Renters Rise Again

With the rise of renter households after the foreclosure and financial crisis has also come a resurgence of tenant organizing—or housing justice organizing as many groups are calling it.

Shelterforce cover for issue 191 focusing on renters rising. Articles focus on rent regulations, discrimination against voucher holders, rent control, and more.Back in 1975, Shelterforce was launched by a group of tenant organizers and legal aid lawyers in New Jersey. They wanted to connect with others who were fighting for fair and decent housing across the country, sharing news of victories, challenges, and successful tactics.

As many of our founders, and readers, expanded their work to include building new affordable housing and looking at comprehensive community development and community building, so did we. But we’ve never forgotten the importance of organizing, or the importance of tenant protections.

For a while, however, the focus shifted to affordable homeownership, and strong tenant organizing and tenant protections seemed primarily limited to a couple of big dense cities and some highly progressive smaller urban areas like Cambridge, Massachusetts. Cambridge, as well as Boston and Brookline, Massachusetts, lost rent control in a statewide referendum in 1995, the first year I came to Shelterforce. I remember that while housing advocates put up a good fight and declared they would rebuild a tenants’ movement, the general sentiment from outside the state was lack of surprise, an expectation that this was just the way things were right now.

Except of course that history travels, if not in circles, then in spirals. With the much-belabored and fretted-over rise in the proportion of renter households after the foreclosure and financial crisis has also come a resurgence of tenant organizing—or housing justice organizing as many groups are calling it. Rent regulation is no longer being discussed as a vestigial holdover from a previous age, but again actively debated and organized for (here and here).

Many things look familiar about this movement. Goals like just-cause eviction protection, reasonable rents and rent regulation, basic housing decency standards, and fair housing protections; tactics like building- or landlord-specific tenant association organizing, public shaming, and rent strikes; and legislative campaigns for tenant protections driven by organized tenants.

But there are also different aspects to it. The foreclosure crisis disrupted the assumption of a forward progression from tenant to homeowner, making the two categories less separate and allowing some groups to organize both constituencies. There has also been a great spreading of awareness about models that are in between pure rental and pure home-and-land ownership, and today’s housing justice movement is in many places savvily combining organizing for tenant protections with organizing for community control of land and permanently affordable, democratically controlled housing models. This dual approach is unwilling to leave behind the vast majority of tenants in standard private rental housing or give up on a vision of making housing that is more stable and community-controlled to those for whom traditional homeownership is out of reach or undesirable.

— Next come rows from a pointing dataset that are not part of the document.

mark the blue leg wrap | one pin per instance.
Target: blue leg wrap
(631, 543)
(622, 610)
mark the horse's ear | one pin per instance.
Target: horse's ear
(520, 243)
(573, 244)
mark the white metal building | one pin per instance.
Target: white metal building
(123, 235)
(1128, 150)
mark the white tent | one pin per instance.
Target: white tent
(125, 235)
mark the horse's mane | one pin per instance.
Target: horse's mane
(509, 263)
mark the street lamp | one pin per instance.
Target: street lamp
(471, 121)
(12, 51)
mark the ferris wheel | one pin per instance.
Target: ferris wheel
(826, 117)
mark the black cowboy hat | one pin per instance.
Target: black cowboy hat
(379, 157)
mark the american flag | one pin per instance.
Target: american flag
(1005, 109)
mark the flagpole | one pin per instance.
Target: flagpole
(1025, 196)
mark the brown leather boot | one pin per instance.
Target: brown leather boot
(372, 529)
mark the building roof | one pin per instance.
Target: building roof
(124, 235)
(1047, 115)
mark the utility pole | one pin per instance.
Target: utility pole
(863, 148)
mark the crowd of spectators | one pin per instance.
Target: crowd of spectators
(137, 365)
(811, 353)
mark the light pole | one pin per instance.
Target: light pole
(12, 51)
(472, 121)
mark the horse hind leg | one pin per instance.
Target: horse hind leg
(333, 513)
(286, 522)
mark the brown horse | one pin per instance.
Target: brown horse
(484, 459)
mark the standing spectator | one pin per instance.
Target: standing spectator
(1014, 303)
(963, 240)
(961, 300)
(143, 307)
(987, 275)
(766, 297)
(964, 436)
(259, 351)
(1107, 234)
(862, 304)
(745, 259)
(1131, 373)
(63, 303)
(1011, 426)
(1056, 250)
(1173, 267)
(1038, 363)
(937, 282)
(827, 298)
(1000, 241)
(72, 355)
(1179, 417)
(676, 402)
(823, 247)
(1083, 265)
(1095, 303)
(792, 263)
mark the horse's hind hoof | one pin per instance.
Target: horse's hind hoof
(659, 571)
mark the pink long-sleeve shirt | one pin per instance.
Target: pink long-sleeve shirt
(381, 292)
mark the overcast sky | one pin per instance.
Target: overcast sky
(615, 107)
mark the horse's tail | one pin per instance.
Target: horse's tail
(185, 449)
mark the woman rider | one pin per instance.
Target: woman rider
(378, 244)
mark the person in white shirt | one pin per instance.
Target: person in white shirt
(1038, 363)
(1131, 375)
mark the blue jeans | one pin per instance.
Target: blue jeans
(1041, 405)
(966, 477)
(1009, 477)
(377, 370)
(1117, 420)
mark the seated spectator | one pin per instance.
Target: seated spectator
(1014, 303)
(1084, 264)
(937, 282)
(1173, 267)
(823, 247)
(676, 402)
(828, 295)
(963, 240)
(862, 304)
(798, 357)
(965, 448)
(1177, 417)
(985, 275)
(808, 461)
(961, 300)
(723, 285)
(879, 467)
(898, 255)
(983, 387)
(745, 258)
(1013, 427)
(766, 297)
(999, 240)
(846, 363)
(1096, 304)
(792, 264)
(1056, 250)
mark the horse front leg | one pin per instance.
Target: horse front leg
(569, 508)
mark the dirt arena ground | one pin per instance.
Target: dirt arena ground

Also thanks to that wave of foreclosures, there is now a proliferation of single-family rentals owned by larger corporations—even more distant than the typical absentee landlord of the 1970s. This provides new organizing challenges—and also opportunities for international solidarity, as shown by several joint U.S.-Spain actions against the private equity firm Blackstone.

There’s also a new group of people interested in housing quality; the health care sector. Black mold, lead paint, broken elevators, musty carpeting, pests, and insufficient heat—almost all of the most common maintenance problems that tenants organize around—also come with health effects. And so too, we have come to acknowledge, do burdensome rent hikes, unaffordable utilities, and eviction and displacement. While the interest of the health care sector in housing has largely started with financing for affordable units, the provision of legal aid to tenants and support for tenant protections is also in evidence, and tenant organizers should be sure not to miss organizations in this sector as potential allies in campaigns either against specific landlords or for policy change.

While the tenants’ movement has not been on the front pages for many years, it was never dead. And in a period of rising housing costs and income inequality, its resurgence is a welcome sign.

Miriam Axel-Lute is CEO/editor-in-chief of Shelterforce. She lives in Albany, New York, and is a proud small-city aficionado.


  1. I would love to see a push to build allies out of groups traditionally seen as counter to, or at odds with, the tenant protection advocates. Developers and the homebuilding industry, for example, actually stand to gain by ensuring renters have stronger rights, but we need to work to identify where those intersections are. The advocacy crowd treating the development community as the enemy will never bring the results our communities need.